Standardized Variable, normalization and Mean Centering in Stata

This article is focused on standardized variable, normalization of variable and mean centering of variable in Stata. A standardized variable is a variable rescaled to have a mean of zero or close to zero and standard deviation one. Standardizing variables become necessary when the data requires you to assign equal weight to each variable. Once the variables have been standardized, you can see how much one variable is away from mean and standard deviation. For example, if a variable has mean 2 and standard deviation 3, this means that it is away from 2 points in mean and 3 points in standard deviation.

While one can standardize variables manually, it can also be done using software like Stata. The process of standardization essentially requires you to subtract the variable from mean and divide by standard deviation. To get started in Stata, let’s start by importing the Automobile data in Stata. Use the following command to import data

sysuse auto.dta

The data imported contains different information related to cars, including their prices, whether they were manufactured domestically or in a foreign country, their mileage and so on.

Generate Standardized variables By using Commands:

As discussed earlier, the variables can be standardized manually by subtracting mean and dividing by Standard deviation. To follow this step in Stata, summarize the data to get mean and standard deviation of variables in Stata. Use the following command to summarize data

summarize

The following summary table will be generated, showing total observations, mean and standard deviation of data

Now, we want to standardize a variable, let’s say price. To standardize this variable, we have to subtract the mean of price variable and divide by standard deviation. It is important to note that we create a new variable for price that would represent the standardized variable of price. The command for this step will be following

gen pricenew = (price - 6165.257)/2949.496

The new variable of standardized price will be generated by the name of pricenew. Now we get the summary statistic of the newly generated variable, to see whether it has been standardized or not. To get the summary statistics of pricenew variable, use the following command

sum pricenew

Following summary statistics will be generated

The above image shows that mean of variable is quote small, nearly zero and standard deviation of the variable is 1. Thus, the variable has been standardized.

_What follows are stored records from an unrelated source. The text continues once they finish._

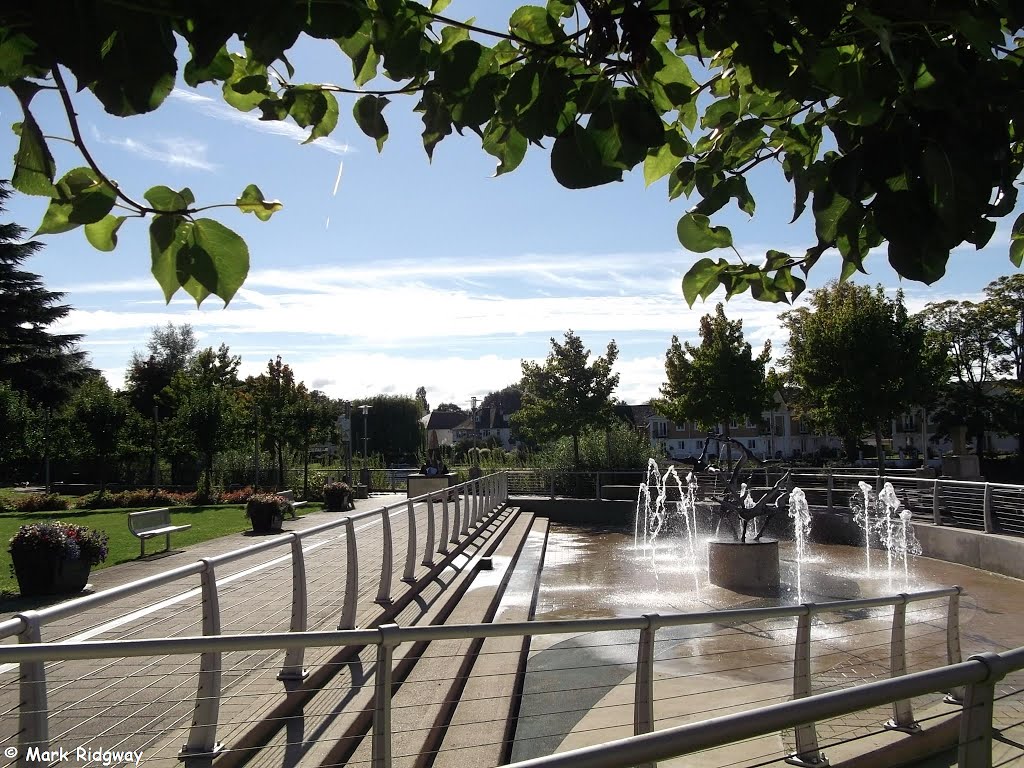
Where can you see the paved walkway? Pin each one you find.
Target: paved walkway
(146, 702)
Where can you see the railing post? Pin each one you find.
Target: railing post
(428, 548)
(202, 744)
(465, 512)
(387, 560)
(953, 695)
(808, 755)
(902, 719)
(443, 541)
(410, 573)
(381, 749)
(976, 719)
(33, 716)
(351, 578)
(292, 668)
(986, 506)
(643, 696)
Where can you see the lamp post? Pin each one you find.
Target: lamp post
(365, 472)
(474, 471)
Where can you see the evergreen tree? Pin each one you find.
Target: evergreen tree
(44, 365)
(717, 382)
(567, 394)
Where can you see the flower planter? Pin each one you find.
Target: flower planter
(41, 573)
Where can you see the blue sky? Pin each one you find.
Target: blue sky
(408, 273)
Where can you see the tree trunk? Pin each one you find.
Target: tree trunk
(878, 450)
(281, 463)
(728, 449)
(305, 471)
(208, 480)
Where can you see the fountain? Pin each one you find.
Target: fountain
(880, 515)
(800, 511)
(666, 505)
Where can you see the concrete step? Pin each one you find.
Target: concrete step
(480, 730)
(424, 701)
(331, 723)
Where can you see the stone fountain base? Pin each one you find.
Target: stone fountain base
(750, 567)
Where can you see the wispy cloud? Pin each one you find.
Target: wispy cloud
(220, 111)
(175, 152)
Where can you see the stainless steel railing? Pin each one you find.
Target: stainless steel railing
(203, 733)
(464, 508)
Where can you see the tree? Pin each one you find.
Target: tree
(98, 416)
(421, 397)
(273, 395)
(171, 349)
(895, 123)
(1005, 297)
(313, 416)
(857, 360)
(718, 381)
(43, 365)
(968, 333)
(567, 393)
(508, 399)
(448, 408)
(206, 412)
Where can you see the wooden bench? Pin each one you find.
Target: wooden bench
(151, 522)
(289, 496)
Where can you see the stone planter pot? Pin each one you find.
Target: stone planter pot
(40, 573)
(265, 520)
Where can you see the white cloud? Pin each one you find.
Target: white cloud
(220, 111)
(175, 152)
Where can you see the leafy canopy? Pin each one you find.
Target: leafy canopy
(858, 359)
(893, 122)
(568, 393)
(718, 381)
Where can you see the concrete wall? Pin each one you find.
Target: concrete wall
(1001, 554)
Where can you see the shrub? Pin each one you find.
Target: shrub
(60, 539)
(237, 497)
(336, 495)
(261, 504)
(39, 503)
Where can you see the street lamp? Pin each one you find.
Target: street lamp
(366, 435)
(365, 472)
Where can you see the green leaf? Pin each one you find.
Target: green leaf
(204, 257)
(315, 108)
(577, 162)
(696, 233)
(506, 143)
(828, 209)
(701, 280)
(535, 25)
(34, 166)
(166, 200)
(82, 199)
(369, 116)
(220, 261)
(1017, 242)
(252, 201)
(168, 235)
(102, 235)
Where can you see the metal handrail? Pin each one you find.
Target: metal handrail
(31, 655)
(980, 674)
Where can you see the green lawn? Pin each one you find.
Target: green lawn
(207, 522)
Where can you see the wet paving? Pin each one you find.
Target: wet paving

This might seem like a lot of work to standardize a variable, using mean and standard deviation values of the variable, especially if you are dealing with a large data. There is an easy way to standardize the variable, simply by using std function as used in the following command

egen pricenew1 = std( price)

In the above command, we just have to use the std function and write the name of variable in parentheses to standardize the variable. Note that it is important to generate a new variable using egen function, while standardizing the variable by std function in Stata.

Now, to check whether above generated variable has been standardized or not, we take its summary statistics and compare it to the original variable’s summary statistics. To take summary statistic of both newly generated variables and the original variable is by using following command

sum price pricenew pricenew1

The summary statistics are shown below for all three variables

Creating standardized variable using std command in Stata

The table above shows that price variable is non-standardized, having a certain mean and standard deviation. However, the newly generated variables are standardized because their means are closer to zero and standard deviation is exactly 1. So the variables have been standardized by following the methods used above.

Generate Standardized Variables using Window Menu

One way to standardize variable is by creating a new standardized variable through window menu. To do so, use the following path mentioned

Data > Create or Change Data > Create a Variable (Extended)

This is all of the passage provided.